Меня охватило какое-то странное чувство. Вот он, счастливый случай! Ни одна из мелких акул не осмеливалась подплывать так близко. Беспечность хищницы давала мне преимущество — я мог нанести ей удар гарпуном. Только вот беда — гарпуна у меня не было. А маленькая острога акуле не страшнее зубочистки. Но я не сомневался, что найду выход из положения.
Нужно было отыскать что-нибудь подходящее и сделать тяжелый гарпун. Я знал, что, если сумею задеть какое-нибудь жизненно важное место, акула не уйдет. Ее мяса и крови мне хватило бы до Новых Гебрид. Ведь в ней не меньше кварты крови — этого достаточно на целых пять дней. Я уже чувствовал, как в меня вливаются новые силы. Полтонны сушеного мяса! А когда еды вдоволь, можно обходиться четвертью пинты воды в день. Борьба предстояла жестокая, но я знал, что могу одолеть акулу.
В трюме я нашел старый стальной напильник, в носовом отсеке — ржавую, но еще годную к употреблению слесарную пилу. Под моей койкой лежал стальной брусок длиной около восьми дюймов и шириной в дюйм. Я задумал сделать из него смертоносное оружие. Но долго ли придется мне с этим возиться, и не уплывет ли тем временем акула? Я прикинул, что кончу работу завтра, разумеется, если у меня хватит сил. Ну а уж акула, наверно, не отличается от своих сородичей и, значит, будет плыть за яхтой много дней.

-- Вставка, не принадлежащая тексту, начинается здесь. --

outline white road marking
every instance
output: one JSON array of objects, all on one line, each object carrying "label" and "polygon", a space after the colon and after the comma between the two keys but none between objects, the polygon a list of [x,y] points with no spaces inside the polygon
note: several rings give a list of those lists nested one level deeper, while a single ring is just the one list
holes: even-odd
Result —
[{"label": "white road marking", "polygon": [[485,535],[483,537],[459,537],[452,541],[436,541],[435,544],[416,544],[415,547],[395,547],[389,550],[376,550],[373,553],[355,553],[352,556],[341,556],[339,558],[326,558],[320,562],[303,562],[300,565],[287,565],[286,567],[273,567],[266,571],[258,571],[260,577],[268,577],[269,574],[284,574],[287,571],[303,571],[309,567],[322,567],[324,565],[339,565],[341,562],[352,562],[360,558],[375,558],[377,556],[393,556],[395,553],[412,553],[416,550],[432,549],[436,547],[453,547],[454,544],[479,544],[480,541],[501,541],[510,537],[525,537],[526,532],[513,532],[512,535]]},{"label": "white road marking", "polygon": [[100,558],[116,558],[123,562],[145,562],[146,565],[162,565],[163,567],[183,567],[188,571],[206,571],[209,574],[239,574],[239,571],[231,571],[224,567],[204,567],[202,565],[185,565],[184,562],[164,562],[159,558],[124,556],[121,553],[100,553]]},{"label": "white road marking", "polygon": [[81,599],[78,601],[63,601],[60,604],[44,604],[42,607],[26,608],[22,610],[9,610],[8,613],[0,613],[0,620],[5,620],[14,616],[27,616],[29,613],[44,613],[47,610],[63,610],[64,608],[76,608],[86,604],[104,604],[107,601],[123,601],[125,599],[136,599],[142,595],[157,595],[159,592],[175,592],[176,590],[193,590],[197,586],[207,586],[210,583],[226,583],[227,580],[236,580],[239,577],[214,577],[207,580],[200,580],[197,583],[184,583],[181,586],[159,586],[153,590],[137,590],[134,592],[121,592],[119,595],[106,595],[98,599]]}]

Сталь была сравнительно мягкая, но я понимал, что изготовление наконечника потребует напряжения всех сил. Я шел на большой риск, и только счастливый результат мог бы полностью его оправдать.
Наметив примерную форму наконечника с большим зубцом, я принялся пилить стальной брусок, который с трудом поддавался обработке. Чтобы не видеть, как медленно продвигается дело, я глядел в потолок. Всякий раз, опуская глаза, я уверял себя, что сделано уже очень много, и думал о том, как скоро убью акулу и поем мяса в свое удовольствие. У меня потекли слюнки, и в горле стало не так сухо. Мне снова мучительно захотелось есть.
К концу дня наконечник стал приобретать нужную форму. Тогда я лег поспать, чтобы восстановить силы. Прежде чем возобновить работу, мне пришлось выпить целых полпинты воды. Но я чувствовал, что игра стоит свеч, — ведь я мог добыть столько мяса и крови!
Вечером я просверлил четыре отверстия в наконечнике, чтобы его можно было прикрепить к рукоятке. Я слишком устал и не мог сразу же заняться изготовлением острия гарпуна. Эту работу я отложил на утро. Лег я рано с намерением выспаться и на рассвете с новыми силами приняться за дело.